Sepi. Lalu gadis kedua memulai ceritanya.

“Namaku Ara, 18 tahun. Aku seorang pemimpi.
Aku terbiasa bermimpi sendiri. Hingga satu hari, aku bertemu pemimpi lain. Kami mulai bertukar cerita tentang mimpi yang kami buat. Tahu tidak, mimpiku dan mimpinya ternyata sama. Kami kemudian sepakat untuk bermimpi bersama, tapi tak hanya itu, kami berencana untuk menjadikan mimpi-mimpi itu nyata bersama.

Satu kali aku berjalan sendiri, sambil menyusun mimpi-mimpi yang akan ku wujudkan bersama si pemimpi lain.

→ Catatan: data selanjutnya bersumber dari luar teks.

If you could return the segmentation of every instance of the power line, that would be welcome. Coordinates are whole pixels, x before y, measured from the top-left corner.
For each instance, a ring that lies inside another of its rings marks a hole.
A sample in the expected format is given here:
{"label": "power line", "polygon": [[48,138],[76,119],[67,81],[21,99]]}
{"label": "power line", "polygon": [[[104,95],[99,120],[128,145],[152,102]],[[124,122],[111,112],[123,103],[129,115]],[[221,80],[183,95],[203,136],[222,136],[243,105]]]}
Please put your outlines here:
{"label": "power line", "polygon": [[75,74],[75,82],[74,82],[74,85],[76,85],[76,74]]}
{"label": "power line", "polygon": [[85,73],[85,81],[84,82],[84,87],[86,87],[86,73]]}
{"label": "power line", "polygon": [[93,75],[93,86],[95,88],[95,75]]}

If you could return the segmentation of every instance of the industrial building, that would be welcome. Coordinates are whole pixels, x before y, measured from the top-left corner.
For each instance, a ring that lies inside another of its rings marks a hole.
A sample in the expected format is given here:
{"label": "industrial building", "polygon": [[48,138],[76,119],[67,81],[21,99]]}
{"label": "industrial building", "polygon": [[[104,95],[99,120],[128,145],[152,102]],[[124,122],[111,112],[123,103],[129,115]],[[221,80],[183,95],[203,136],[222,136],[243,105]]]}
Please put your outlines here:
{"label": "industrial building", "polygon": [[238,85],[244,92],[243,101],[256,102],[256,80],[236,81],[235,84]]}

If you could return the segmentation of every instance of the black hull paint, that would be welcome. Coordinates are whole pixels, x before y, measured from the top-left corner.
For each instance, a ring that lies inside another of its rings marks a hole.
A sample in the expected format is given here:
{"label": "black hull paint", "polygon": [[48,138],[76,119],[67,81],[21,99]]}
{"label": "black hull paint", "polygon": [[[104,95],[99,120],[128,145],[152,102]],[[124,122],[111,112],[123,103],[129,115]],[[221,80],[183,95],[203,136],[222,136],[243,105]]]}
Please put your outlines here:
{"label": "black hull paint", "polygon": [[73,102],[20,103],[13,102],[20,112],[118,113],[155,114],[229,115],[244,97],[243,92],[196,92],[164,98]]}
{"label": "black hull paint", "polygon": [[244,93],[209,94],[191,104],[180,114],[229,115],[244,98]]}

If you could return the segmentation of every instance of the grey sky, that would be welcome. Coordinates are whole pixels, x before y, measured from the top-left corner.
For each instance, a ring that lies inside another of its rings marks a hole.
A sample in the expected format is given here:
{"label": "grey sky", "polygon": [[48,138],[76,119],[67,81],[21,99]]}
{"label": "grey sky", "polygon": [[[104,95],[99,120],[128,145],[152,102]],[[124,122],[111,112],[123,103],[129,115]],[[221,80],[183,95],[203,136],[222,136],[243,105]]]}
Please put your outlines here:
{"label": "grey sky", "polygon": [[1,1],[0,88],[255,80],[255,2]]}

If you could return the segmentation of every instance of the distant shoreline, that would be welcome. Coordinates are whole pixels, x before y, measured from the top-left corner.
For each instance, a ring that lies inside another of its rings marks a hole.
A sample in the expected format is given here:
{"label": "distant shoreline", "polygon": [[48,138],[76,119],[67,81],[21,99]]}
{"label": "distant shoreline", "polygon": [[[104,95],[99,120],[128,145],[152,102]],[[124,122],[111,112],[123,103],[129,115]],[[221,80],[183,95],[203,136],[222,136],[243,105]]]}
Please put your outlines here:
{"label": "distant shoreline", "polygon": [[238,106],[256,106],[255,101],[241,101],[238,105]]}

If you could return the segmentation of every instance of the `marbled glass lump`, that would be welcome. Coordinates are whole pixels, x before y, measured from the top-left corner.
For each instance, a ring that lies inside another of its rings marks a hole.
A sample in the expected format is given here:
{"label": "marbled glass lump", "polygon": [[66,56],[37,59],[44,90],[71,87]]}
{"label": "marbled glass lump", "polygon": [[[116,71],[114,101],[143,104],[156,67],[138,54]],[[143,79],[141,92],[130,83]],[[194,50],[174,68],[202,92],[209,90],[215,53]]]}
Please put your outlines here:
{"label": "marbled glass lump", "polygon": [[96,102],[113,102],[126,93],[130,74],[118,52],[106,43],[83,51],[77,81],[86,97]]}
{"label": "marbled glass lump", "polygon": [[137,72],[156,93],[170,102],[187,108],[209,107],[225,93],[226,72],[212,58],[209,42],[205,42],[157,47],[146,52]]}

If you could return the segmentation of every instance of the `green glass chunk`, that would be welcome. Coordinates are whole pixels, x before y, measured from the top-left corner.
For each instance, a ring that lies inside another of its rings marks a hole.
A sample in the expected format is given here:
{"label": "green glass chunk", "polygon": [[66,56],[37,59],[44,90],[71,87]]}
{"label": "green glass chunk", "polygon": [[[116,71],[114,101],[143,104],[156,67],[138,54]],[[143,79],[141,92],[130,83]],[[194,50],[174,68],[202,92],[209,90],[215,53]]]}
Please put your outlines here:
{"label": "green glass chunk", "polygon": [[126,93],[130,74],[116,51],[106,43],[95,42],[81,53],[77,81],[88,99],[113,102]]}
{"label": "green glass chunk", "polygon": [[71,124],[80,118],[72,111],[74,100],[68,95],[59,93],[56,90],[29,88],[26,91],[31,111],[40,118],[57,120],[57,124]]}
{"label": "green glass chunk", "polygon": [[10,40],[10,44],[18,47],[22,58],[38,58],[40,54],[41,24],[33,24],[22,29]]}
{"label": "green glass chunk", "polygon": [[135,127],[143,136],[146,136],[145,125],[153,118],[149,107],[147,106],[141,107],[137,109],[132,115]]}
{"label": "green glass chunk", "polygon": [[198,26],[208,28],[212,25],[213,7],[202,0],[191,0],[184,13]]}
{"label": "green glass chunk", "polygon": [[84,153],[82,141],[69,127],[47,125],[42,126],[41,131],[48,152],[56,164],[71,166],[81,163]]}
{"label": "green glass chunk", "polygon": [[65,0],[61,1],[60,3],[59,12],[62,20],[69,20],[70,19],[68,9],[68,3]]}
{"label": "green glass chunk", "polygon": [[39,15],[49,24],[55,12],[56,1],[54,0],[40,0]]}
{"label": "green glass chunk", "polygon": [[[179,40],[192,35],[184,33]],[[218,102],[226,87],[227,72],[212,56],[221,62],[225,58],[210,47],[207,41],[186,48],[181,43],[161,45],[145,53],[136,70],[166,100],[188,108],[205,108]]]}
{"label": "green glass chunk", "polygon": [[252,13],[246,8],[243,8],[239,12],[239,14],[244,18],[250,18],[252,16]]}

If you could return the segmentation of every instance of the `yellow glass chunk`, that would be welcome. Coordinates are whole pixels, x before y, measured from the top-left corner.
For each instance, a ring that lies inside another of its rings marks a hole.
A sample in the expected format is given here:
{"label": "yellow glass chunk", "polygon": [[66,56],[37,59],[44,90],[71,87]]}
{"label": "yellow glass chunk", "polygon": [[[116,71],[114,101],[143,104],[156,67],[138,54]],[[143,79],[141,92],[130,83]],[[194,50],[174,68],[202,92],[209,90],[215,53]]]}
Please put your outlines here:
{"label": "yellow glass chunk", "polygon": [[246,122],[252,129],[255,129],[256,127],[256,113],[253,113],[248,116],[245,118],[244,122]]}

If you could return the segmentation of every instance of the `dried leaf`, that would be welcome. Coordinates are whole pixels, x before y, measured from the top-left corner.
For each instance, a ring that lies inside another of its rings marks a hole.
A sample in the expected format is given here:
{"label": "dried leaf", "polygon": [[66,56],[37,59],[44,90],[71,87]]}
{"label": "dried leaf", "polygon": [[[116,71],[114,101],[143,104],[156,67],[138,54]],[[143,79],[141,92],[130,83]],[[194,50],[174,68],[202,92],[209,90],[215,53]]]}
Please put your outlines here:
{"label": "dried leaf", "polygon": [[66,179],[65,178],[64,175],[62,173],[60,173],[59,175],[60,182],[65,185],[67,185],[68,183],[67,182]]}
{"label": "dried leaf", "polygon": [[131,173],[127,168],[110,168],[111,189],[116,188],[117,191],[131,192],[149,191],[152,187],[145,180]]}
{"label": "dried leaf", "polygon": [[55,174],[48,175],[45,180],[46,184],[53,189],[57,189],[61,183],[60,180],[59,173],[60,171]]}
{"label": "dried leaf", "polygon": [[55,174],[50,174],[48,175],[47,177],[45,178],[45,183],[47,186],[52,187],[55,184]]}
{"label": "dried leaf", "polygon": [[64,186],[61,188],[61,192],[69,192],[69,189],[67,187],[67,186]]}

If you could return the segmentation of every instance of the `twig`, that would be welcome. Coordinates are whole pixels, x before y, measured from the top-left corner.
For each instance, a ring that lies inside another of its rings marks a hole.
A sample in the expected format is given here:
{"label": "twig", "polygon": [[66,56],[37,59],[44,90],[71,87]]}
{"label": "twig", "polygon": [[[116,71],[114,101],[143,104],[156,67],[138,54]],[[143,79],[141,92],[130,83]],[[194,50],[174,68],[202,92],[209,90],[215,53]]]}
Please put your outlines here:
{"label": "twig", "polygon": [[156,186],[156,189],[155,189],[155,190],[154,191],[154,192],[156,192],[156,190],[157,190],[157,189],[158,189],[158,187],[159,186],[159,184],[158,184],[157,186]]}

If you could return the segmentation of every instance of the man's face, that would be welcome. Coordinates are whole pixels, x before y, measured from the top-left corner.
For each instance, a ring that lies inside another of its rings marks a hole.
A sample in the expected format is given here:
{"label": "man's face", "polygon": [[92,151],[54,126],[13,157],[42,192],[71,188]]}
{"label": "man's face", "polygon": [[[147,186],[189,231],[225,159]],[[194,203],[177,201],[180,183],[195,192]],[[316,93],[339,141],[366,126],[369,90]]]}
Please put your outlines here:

Tetapi ku lihat si pemimpi lain sedang tertawa dengan gadis pemimpi lain yang entah siapa. Diam-diam ku dekati mereka, dan ku dengar semua mimpiku, mimpi yang ku bangun bersama si pemimpi lain, diceritakannya kepada si gadis pemimpi. Si pemimpi bilang itu semua adalah mimpinya, dan ia mau mewujudkannya bersama si gadis pemimpi lain.

Aku mundur. Mimpiku ku hapus begitu saja. Aku tak mau lagi percaya kepada siapapun yang berkata punya mimpi yang sama sepertiku. Aku tak mau percaya pada siapapun yang bilang mau mewujudkan mimpinya bersamaku.”


--


Sepi lagi. Helaan napas gadis ketiga terdengar berat sebelum ia memulai ceritanya.

“Eby, 20 tahun. Aku tak tau aku ini seperti apa. Aku terlalu muak pada rasa.

Sampai suatu hari, aku dipertemukan oleh malam dengan seseorang yang gemar menyumpah keadaan, sepertiku. Sosoknya yang begitu mirip dengan sosokku seketika membuatku takjub, aku mulai dihinggapi kupu-kupu setiap kali kami bertemu. Kami berkirim rasa lewat udara, bercerita rahasia-rahasia tergelap yang selama ini coba kami sembuyikan dari orang lain, membuat rencana ke taman bermain untuk sekedar menaiki roller coaster yang akan memuaskan adrenalin kami. Kami laksanakan semuanya. Kemudian zap! Dia hilang. Aku kebingungan mencarinya.

Aku lupa, dia sudah punya orang lain yang sudah lama jadi rekannya dalam merencanakan segala sesuatu. Rekannya yang selalu ia jaga perasaannya ketika sedang bersamaku. Rekannya yang bahkan tak tau bahwa ada aku dalam bayangannya.

Setelah ia pergi, aku tak sudi lagi percaya bahwa orang yang sosoknya begitu mirip dengan diriku, begitu bisa menerima keadaanku, akan selamanya berada di sampingku.”


--


“Cerita kalian rumit. Tapi sepertinya aku yang paling menyedihkan ceritanya. Namaku Ica, 20 tahun 9 bulan. Sedikit lebih tua darimu, Eby.

Kalian boleh bilang kalian jadi sulit percaya karena orang lain. Tapi kasusku, lebih menggelikan daripada kalian. Kalian tau matahari kan, yang setiap hari kalian temui, yang katanya adalah sumber energi terbesar bagi kehidupan. Aku tak percaya Matahari itu membawa kehidupan. Aku tak percaya hangatnya, panasnya, adalah alasan kenapa aku bisa hidup hingga sekarang.

Lihat aku, aku terbakar, bekas lukaku yang sudah hampir sembuh menjadi perih lagi karena ku biarkan tubuhku berada sebentar di ruang lapang yang terkena sinar Matahari. Buatku, sinar Matahari tak lebih dari pembunuh, pembuka luka yang sudah lama ku tutup dan hampir sembuh.

Aku tak percaya bahwa yang orang lain bilang adalah sumber kehidupan, adalah benar-benar sumber kehidupan.”

Gadis keempat menutup ceritanya dengan cepat. Ia tersenyum pahit sambil melihat ketiga gadis lainnya. Diam kembali menyeruak diantara mereka. Masing-masing mengelana dalam pikirannya sendiri, mencoba memahami alasan masing-masing untuk tak percaya. Gadis keempat memecah keheningan,

“Kita sudah tau cerita masing-masing kan? Sekarang jawab pertanyaanku, sampai kapan kita memilih untuk tak mau percaya?”